Lembrou-se do Divino, para esse ainda não tinha prometido nada. Mas prometer o quê? Não mentir para a mãe? Não, isso era difícil de cumprir. Talvez algo mais fácil, do tipo: ir à missa aos domingos? Também não! Estava sem sapatos e o padre já tinha dito que era feio andar descalço o que ocorreu na última vez em que foi à igreja, quando o prego do cabresto da sandália tinha saído e teve que abandoná-la no meio do caminho. Sem definir o que prometer, nem percebeu que já tinha tocado a campainha da casa do padre.

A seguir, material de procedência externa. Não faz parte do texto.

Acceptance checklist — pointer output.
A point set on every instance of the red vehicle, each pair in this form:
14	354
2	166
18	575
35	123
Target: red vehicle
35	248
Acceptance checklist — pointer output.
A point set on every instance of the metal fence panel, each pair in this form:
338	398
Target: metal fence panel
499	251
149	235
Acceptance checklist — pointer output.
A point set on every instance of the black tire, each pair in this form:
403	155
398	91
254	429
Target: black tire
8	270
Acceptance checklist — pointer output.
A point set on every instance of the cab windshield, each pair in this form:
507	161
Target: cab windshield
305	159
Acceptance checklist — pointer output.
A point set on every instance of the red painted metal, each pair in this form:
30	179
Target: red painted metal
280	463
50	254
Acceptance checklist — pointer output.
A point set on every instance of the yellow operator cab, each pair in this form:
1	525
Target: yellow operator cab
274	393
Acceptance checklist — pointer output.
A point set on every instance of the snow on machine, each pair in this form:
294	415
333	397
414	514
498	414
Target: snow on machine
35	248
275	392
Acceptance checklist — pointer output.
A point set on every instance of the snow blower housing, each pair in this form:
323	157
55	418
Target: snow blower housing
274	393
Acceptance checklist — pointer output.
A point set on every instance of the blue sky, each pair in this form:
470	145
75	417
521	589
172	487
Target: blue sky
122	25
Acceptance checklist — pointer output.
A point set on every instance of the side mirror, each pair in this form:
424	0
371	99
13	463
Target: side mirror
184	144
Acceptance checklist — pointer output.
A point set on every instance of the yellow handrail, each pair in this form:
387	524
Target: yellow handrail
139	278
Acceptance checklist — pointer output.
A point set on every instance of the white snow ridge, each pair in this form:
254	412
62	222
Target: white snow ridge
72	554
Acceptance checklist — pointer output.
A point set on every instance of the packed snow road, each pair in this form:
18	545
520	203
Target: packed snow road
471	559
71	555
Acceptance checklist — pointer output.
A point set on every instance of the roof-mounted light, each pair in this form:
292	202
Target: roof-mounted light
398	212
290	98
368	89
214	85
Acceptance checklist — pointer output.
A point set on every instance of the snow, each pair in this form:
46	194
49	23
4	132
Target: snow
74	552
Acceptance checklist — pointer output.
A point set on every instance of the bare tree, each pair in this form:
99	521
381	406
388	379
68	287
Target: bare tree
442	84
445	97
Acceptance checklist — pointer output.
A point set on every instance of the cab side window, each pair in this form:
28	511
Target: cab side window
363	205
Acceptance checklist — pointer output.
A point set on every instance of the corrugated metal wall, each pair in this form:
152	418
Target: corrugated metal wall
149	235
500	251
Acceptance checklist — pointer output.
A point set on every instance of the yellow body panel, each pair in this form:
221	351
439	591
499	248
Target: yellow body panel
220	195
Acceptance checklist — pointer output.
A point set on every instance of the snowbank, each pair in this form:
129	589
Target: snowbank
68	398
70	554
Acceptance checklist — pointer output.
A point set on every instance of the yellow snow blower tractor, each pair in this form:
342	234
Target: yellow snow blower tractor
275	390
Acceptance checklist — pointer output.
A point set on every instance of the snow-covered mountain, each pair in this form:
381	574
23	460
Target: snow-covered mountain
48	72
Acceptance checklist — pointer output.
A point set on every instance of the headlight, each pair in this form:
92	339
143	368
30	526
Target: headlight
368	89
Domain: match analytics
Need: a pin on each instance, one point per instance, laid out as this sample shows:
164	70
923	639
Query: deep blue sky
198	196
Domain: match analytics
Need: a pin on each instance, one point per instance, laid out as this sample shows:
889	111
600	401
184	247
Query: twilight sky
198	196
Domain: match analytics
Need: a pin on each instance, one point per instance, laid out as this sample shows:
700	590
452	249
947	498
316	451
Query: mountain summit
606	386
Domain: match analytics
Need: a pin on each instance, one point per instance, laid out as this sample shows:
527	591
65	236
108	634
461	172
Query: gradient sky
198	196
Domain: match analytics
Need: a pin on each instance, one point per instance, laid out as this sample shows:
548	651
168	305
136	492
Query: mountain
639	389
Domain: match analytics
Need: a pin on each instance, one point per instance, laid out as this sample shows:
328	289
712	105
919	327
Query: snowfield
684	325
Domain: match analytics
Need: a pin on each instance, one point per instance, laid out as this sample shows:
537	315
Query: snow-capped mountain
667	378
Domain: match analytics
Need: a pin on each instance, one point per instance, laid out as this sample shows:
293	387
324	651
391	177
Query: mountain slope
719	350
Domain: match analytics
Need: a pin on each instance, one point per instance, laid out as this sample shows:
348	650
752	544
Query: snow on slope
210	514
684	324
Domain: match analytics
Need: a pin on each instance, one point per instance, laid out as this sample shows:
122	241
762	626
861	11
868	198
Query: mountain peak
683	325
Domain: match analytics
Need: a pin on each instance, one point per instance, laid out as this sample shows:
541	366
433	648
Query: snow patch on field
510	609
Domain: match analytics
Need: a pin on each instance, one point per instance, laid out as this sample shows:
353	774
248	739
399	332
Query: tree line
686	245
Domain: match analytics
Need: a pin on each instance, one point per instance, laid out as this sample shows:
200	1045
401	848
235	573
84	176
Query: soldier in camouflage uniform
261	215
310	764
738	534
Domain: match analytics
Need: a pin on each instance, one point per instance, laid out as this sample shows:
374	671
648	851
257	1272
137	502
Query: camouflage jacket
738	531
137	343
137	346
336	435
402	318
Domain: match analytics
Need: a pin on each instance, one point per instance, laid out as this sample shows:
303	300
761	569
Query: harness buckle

O padre abriu a porta, e com as pernas e voz trêmula, terra perguntou: - Padre quer comprar Padre? O Padre respondeu: - Você quer dizer comprar pão, não é meu filho? E emendou: Com certeza foi Deus que te enviou para trazer esses pães tão quentinhos, acabei de passar um café delicioso! Que maravilha! Vou comprar sim.
Terra não acreditava no que ouvia. Aquilo era um milagre! Lembrou-se do Santo, o que tinha prometido mesmo? Não se lembrava, sabia apenas que seria mais uma promessa sem cumprir. Depois disso, ganhou moral na padaria. Mas o que ganhava mal dava para o pão e não via a hora de ficar rico. Tinha o sonho de comprar uma casa para a mãe e uma “boneca que fala” para a irmã Kelly.
Um dia quando voltava para casa viu um moita se mexendo, quando foi verificar era um cachorrinho pequeno e bastante machucado, ficou consternado, levou-o para casa. Sua mãe brigou horrores porque era mais trabalho e gasto, mas também tinha coração mole e deixou-o ficar até que se recuperasse.
Depois que o cachorro se recuperou perceberam que se tratava de um lobo. Uma espécie de lobo Guará. Ele cresceu e sua natureza era dócil, além de ser muito obediente ao garoto Terra. As crianças da vizinhança adoravam ir vê-lo brincar com seu dono, sem nunca machucá-lo. A história do menino que criava um lobo, logo se espalhou na cidade.
Diante dos boatos e da procura pelo lobo, Terra, depois de ir ao circo, teve uma idéia brilhante, imaginou que com essa ideia ficaria rico. Começou a levar o animal para a praça da cidade, lá ele mostrava o lobo para as pessoas e ainda fazia alguns truques, como fazê-lo levantar a pata, enquanto isso, as pessoas contribuíam com alguns trocados. Assim, todos os domingos ia para a praça com o lobo, não só pelos trocados, pois gostava mesmo era da diversão. Àquela altura, o lobo era seu melhor amigo, apesar de sua mãe sempre alertar que um dia o lobo iria mordê-lo.
No entanto, alegria de pobre dura pouco, dias depois, chegaram uns homens em sua casa e levaram o lobo, alegaram que era proibido criar lobos em casa, queriam até prender seus pais. Aquele foi um dia de muita tristeza para todos da família, que já estavam apegados ao lobo.
Terra cresceu, mas ainda hoje sonha com seu amigo lobo, nos seus sonhos, ele esta livre e feliz vivendo com seus muitos filhos na região do Jalapão em meio a tantos outros animais. Contudo, sempre que passa no morro do céu, em Goiânia, ao invés de ver a "mulher de branco" que assusta os motoristas, ele vê os olhos do lobo que sem palavras diz: estou te olhando, meu amigo.